Whitman speaks at RVCC luncheon on making a difference, education
By BRANDON LAUSCH
My Central Jersey (Home News Tribune and Courier News)
April 24, 2009

Christine Todd Whitman asked an audience Friday at Raritan Valley Community College to think about the friends in the room, the beautiful spring day and the fresh air outside.

On a day like Friday, the former New Jersey governor said, it may be hard to believe that evil still exists in the world and that genocidal horrors similar to those in the Holocaust have been repeated across the globe in areas such as Rwanda and Darfur.

“As lucky as we are to live here … to be protected as we are protected, we need to remind ourselves that we cannot stand back,” she said. “We must be involved.”

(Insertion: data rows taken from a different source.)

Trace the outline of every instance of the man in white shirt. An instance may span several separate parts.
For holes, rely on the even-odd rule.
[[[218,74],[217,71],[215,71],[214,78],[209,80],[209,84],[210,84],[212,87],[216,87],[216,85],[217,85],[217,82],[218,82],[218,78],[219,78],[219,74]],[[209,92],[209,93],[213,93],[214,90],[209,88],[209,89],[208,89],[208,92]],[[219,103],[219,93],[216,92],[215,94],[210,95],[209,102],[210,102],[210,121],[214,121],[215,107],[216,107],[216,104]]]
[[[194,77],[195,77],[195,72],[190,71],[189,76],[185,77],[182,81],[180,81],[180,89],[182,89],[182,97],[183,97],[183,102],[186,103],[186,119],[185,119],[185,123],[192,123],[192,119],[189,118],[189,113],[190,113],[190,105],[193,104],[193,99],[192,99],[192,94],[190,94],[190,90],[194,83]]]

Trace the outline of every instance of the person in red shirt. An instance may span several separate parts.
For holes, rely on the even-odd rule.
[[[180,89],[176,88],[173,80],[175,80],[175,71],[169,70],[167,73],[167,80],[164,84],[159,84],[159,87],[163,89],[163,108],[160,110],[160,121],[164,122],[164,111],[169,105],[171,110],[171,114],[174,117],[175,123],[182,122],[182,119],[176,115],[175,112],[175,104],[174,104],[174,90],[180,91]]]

On a day when the community college hosted its annual Make A Difference Award luncheon — and celebrated the 10th anniversary of RVCC’s Holocaust and Genocide Resource Room and the Morris and Dorothy Hirsch Research Library of Holocaust and Genocide Studies — themes of rememberance, involvement and education were emphasized.

The program, sponsored by the Institute for Holocaust and Genocide Studies — a joint project between RVCC and the Jewish Federation of Somerset, Hunterdon and Warren counties — was held in the college’s Conference Center.

Organizers also said the event coincided with the completion of the annual three-day Learning Through Experience program. Workshops, which are attended by more than 3,000 middle- and high-school students and their teachers, feature Holocaust and genocide survivors, their rescuers and liberators.

RVCC yesterday also honored three local Holocaust survivors: Maud Dahme of Flemington, Tova Friedman of Highland Park and Ursula Pawel of Bedminster. In a statement, school officials said the Make A Difference Award “recognizes those who, through their actions, promote tolerance and understanding in the community and who embody the values of teaching tolerance and diversity.”

Friedman said at age 12 she turned down an offer by a doctor to remove a tattooed serial number she received during the Holocaust. Although the doctor said removing the marking would make her experience “easier to forget,” Friedman said she wanted to keep the tattoo and sound the alarm on cruelty, hatred and prejudice.

“Do what you can in every possible way to make this world a little better than when you found it,” she said.

Dahme, a member of the New Jersey Commission on Holocaust Education, told those in attendance that there’s a lesson to be learned from a box of Crayons. Some are sharp, some are dull and others have weird names, she said. But “they all exist very nicely in the same box.”

The award program — which also recognized students in an art and writing competition based on “Rescue and Resistance During the Holocaust,” the title of the three-day workshop — featured the premier of the film “The Second Generation: Sharing Our Legacy.” The documentary was produced by Harry Hillard, an RVCC film professor, and directed by Peppy Margolis, the college’s director of cultural outreach.